According to the psychologist Abraham Maslow, who wrote the renowned 1943 paper ‘A theory of Human Motivation’, there are a number of physical requirements for survival, without which the human body will fail. Air, water and food are essential requirements for all mammals.
No shame, no panic
Yet, many of us have an unhealthy relationship with food. We panic. We crave. We binge. We deprive ourselves. We are ashamed of covert trips to the fridge. We daren’t discuss food in front of the children.
But let’s think for a minute about the way food plays a positive role in our lives. Food is about more than feeding our physical being: it is about nourishing the soul, an experience that has bound families and friendships over generations. From The Last Supper and royal banquets to a simple supper with the kids, the bond that is formed over our daily bread provides emotional wellbeing beyond almost any other regular ritual.
In the midst of winter, as the wind howls outside, I love a comforting roast beef lunch with crispy potatoes, light-as-a-snowflake Yorkshire puds and colourful vegetables glistening with gravy and a dollop of horseradish sauce. It is a meal to savour, every mouthful interspersed with debate, languishing at the table in lively conversation before tucking into apple crumble and custard.
As we herald the first shoots of spring, I salivate over leg of lamb, served with leeks and new potatoes, as the sun glints through the windows.

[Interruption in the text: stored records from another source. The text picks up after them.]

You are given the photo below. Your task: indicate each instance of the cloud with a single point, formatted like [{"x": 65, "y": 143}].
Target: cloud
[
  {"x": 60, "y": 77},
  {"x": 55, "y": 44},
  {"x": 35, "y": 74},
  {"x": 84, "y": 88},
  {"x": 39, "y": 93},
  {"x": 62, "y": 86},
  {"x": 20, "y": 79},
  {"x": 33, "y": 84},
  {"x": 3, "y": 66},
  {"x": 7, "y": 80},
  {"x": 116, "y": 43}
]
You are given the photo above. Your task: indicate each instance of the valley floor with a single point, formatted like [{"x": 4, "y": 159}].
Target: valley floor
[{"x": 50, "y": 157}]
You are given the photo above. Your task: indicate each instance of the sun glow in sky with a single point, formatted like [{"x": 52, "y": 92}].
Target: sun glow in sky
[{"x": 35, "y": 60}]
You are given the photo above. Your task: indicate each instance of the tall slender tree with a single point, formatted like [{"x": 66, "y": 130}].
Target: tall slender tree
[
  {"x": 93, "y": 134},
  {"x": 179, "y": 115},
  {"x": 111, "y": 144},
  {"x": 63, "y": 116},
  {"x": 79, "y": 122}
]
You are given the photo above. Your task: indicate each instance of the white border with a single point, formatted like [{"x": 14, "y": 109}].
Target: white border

Come summer, the prospect of sitting outdoors to share a bowl of freshly-tossed salad and a platter of barbecued meat is one of the things I look forward to most. A rolling feast of simple ingredients, cooked in the fresh air, enjoyed with a glass of rosé, as children skip off to bounce on a trampoline or dash through a sprinkler, is perhaps one of the most relaxing ways to spend a balmy afternoon.
You may have gathered I am a happy carnivore. I make no bones about my delight in being presented with a rump steak or a tender cut of lamb. Roast chicken is a family favourite, with the ensuing risotto, curry or sandwiches a much-loved bonus.

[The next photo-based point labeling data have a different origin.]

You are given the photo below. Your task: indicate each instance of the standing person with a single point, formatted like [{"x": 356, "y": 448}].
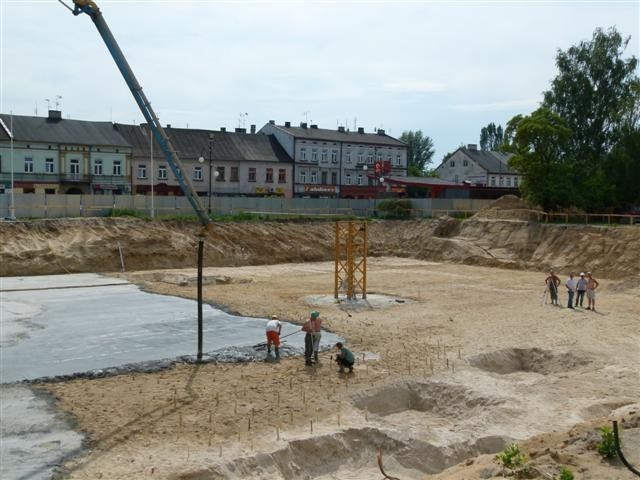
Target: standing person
[
  {"x": 592, "y": 284},
  {"x": 581, "y": 288},
  {"x": 316, "y": 328},
  {"x": 344, "y": 358},
  {"x": 571, "y": 289},
  {"x": 553, "y": 282},
  {"x": 307, "y": 327},
  {"x": 274, "y": 327}
]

I care about the provenance of my fare, and buy quality meat and poultry. The same goes for fish, and fruit and vegetables. It matters how they came to arrive in my kitchen, and from where. The ‘benefits’ of organic produce may not be scientifically proven, but I don’t want to risk putting more chemicals than necessary into our bodies.

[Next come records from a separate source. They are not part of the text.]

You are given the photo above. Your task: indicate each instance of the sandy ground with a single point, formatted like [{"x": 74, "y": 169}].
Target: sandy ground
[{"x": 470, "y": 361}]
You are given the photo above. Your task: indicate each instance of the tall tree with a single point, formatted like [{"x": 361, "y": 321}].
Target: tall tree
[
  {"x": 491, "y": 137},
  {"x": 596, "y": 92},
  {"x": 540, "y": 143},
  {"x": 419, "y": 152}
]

I do look at the ingredients on breakfast cereals and find myself rejecting many because of the insane levels of sugar they contain. We don’t offer chocolate, biscuits or sweets as a matter of course when those hunger pangs hit between meals.
So here’s the rub. Caring is not the same as worrying and being overly anxious. I could worry about every morsel my six year old daughter eats. I could feed her a macrobiotic diet and ensure a Haribo never passes her lips. But that would, in turn, feed society’s unhealthy obsession with food that creates taboos and extreme patterns of behavior.
Enjoying food is healthy. So we don’t ‘hide’ vegetables in sauces, nor do we buy expensive products bearing the licensed form of cartoon characters. Meals should stimulate the taste buds and nourish not just our physical beings but our psyche too – whether it’s a school packed lunch that contains a hard boiled egg with a pasta salad, or a simple casserole supper. If we listened to previous generations’ motto of ‘everything in moderation’, we’d be a happier, healthier race.